Role Models (100th post!)


This is my 100th blog post! 


How did that happen?! Either way I am happy it is and that this blog is really taking off. Don't be shy, I know you are out there reading, mostly in Sweden but also out in the world from SA to the US! Leave me comments! Email me! I want to hear from you!



So for this post I want to touch on something that I think is important to address; Role Models.
As human beings we all have this profound need to relate to each other, to connect to each other. And this is especially important when you are a child growing up.

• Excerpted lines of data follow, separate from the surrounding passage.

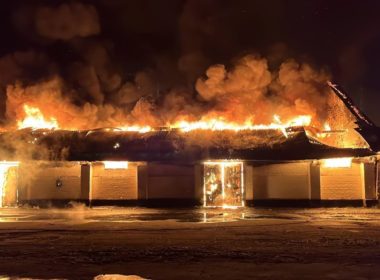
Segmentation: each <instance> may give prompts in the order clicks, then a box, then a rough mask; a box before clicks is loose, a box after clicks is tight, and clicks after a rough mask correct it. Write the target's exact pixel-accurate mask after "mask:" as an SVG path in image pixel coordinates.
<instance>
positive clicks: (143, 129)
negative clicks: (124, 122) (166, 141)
mask: <svg viewBox="0 0 380 280" xmlns="http://www.w3.org/2000/svg"><path fill="white" fill-rule="evenodd" d="M118 128H119V129H120V130H122V131H136V132H139V133H146V132H149V131H152V130H153V129H152V128H151V127H150V126H139V125H132V126H122V127H118Z"/></svg>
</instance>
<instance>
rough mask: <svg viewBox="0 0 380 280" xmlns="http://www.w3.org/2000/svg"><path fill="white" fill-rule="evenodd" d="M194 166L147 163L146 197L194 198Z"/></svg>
mask: <svg viewBox="0 0 380 280" xmlns="http://www.w3.org/2000/svg"><path fill="white" fill-rule="evenodd" d="M195 173H196V171H195V166H192V165H177V164H156V163H149V164H148V184H147V186H148V187H147V192H146V197H147V199H165V198H177V199H196V198H197V197H196V193H195V178H194V177H195V176H194V175H195Z"/></svg>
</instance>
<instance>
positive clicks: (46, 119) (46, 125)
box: [17, 104, 59, 129]
mask: <svg viewBox="0 0 380 280" xmlns="http://www.w3.org/2000/svg"><path fill="white" fill-rule="evenodd" d="M23 109H24V112H25V118H24V119H23V120H20V121H18V122H17V126H18V128H19V129H22V128H29V127H30V128H33V129H39V128H47V129H54V128H59V126H58V122H57V119H56V118H53V117H51V118H50V119H45V117H44V115H43V114H42V112H41V110H40V109H39V108H37V107H32V106H29V105H27V104H24V106H23Z"/></svg>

Growing up as a multiethnical (I really struggled with choosing the right word here, because I don't like to define myself as either or of anything) child in a Swedish medium sized city  in the 80's & 90's left me without people to relate to. There were very few people that looked like me and had some of the same issues as me. My mother couldn't understand how to care for my hair, and my father, haha, forget about it! And the worst thing was there was nobody to ask either.


A lot has changed since those times due to globalization and the Internet, and that's a beautiful thing. And finding role models that a mutliethnical child of the 21st centuary in Sweden can relate to is a little easier. If you are a curly haired child growing up in Sweden it's likely you might meet someone that has similar hair and skin color to you. And if you don't, then there's always TV and the internet. And even though mainstream media still shows mostly women with relaxed hair, there are a few that wear their hair natural and prove that it can be done.

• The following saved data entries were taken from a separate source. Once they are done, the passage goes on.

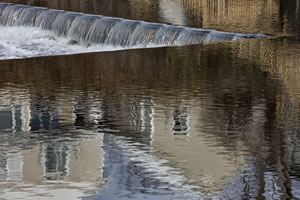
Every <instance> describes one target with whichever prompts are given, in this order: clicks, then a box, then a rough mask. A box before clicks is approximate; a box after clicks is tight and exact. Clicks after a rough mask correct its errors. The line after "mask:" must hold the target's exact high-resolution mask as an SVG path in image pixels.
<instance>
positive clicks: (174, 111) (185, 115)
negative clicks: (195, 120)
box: [172, 109, 189, 135]
mask: <svg viewBox="0 0 300 200" xmlns="http://www.w3.org/2000/svg"><path fill="white" fill-rule="evenodd" d="M172 130H173V134H174V135H187V134H188V131H189V116H188V113H187V111H186V109H182V110H175V111H174V114H173V128H172Z"/></svg>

What I'm trying to get at is the importance of children to grow up and be "different" in a sense but still have somewhere or someone to look to that tells them that the way they are is okay. To live in Sweden you don't have to have blue eyes and blonde straight hair. You are as much part of Swedish society if you rock a ´fro, have locs, cornrows or whatever else you want to do.

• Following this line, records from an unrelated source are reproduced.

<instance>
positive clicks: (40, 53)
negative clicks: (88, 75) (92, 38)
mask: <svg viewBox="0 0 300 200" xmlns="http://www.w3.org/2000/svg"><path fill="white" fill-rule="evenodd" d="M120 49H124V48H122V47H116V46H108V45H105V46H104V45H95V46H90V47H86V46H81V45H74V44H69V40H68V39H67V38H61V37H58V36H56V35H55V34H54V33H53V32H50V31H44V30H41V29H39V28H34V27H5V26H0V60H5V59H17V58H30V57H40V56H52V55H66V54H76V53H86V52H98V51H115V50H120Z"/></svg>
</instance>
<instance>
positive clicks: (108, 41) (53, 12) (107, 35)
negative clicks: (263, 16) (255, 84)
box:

I think that if you are a parent of a curly haired child, and even more so a multiethnical child, you need to be a role model for that child. Even if you don't  have curls. It's up to you as a parent to make sure that your child has people around him or her that she or he can relate to. 'Cause if all your daughter sees are blond Barbies, Lotta pĂ„ BrĂ„kmakargatan and nobody that looks like her when she's out in society she might grow up thinking that she is not beautiful. The same goes for little boys. This is why this blog is important for me, to help parents help their children to love the curls and frizzes on their head; to love who they are. So don't down play the importance of role models in a child's life. 'Cause hair is a part of our identity. It's not only  what makes us stands out in a crowd, but it is what makes us unique.